Configure dependencies

  1. Create a folder on the cluster with a suitable name, for example GeneEssDepMap. Within that folder, create a folder named components.
  2. Copy RAVEN, COBRA, and Human-GEM to components - they need to reside under those exact names, because those and underlying folders will be added to the Matlab path.
  3. Make sure the Human-GEM folder Human-GEM/code/DepMapGeneEss/data is copied as well with the files generated above under Setup.
  4. Create a folder DepMapRuns in the top folder GeneEssDepMap. Copy in this new folder the files:
    • run_gen_depmap_models.sh
    • run_evaless_depmap.sh
    • generate_DepMap_models_ftINIT_Cluster.m
    • getTaskEssentialGenesCluster.m

Also create a folder called logs in the same folder.

Run cluster jobs

  1. Make sure you are in the DepMapRuns folder. First, generate the models using the following line (also available in the .sh script):
sbatch -o logs/run_gen_depmap_models-%A-%a.log --array=1-40 run_gen_depmap_models.sh

It may be needed to inititialize the RAVEN, COBRA and GECKO toolboxes first. Each of these has their own installation command. Also remember to choose the solver for the RAVEN toolbox.

  1. After the model generation has completed, run:
sbatch -o logs/run_evaless_depmap-%A-%a.log --array=1-40 run_evaless_depmap.sh
  1. Download all produced files to the data folder on your computer. These are found in components/Human-GEM/code/DepMapGeneEss/data.

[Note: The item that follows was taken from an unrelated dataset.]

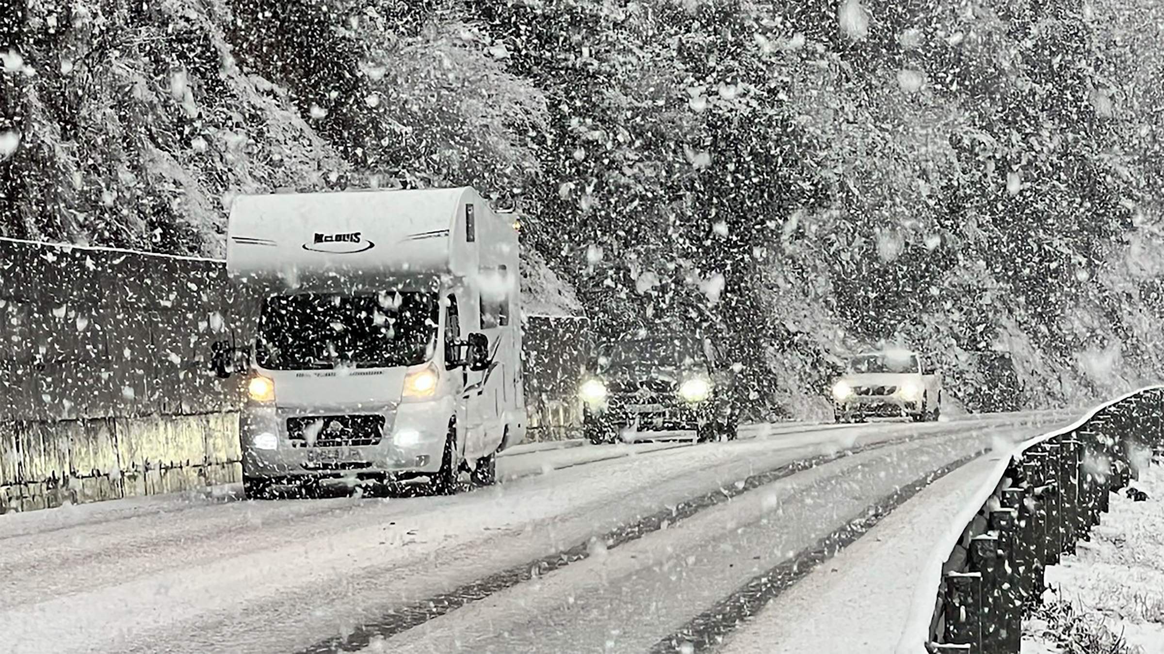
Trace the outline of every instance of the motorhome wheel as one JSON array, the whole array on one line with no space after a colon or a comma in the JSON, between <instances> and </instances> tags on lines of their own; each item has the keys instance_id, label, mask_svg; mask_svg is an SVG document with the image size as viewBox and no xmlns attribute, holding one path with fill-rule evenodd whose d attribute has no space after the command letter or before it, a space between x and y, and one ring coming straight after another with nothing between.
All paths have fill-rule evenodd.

  2. Run evaluateDepMapEssentialityPredictions.m. Note that you may need to change the folder in the file and that there are some things in the file that need to be modified to match what you want to do. The file currently only gets stats for one model version, but can easily be expanded to take in data from more model versions, although these also need to be processed as above as well.

  3. Run PlotGeneEss.R in RStudio to make a violin plot of MCC for each model. The code needs some modification to fix paths and number of models.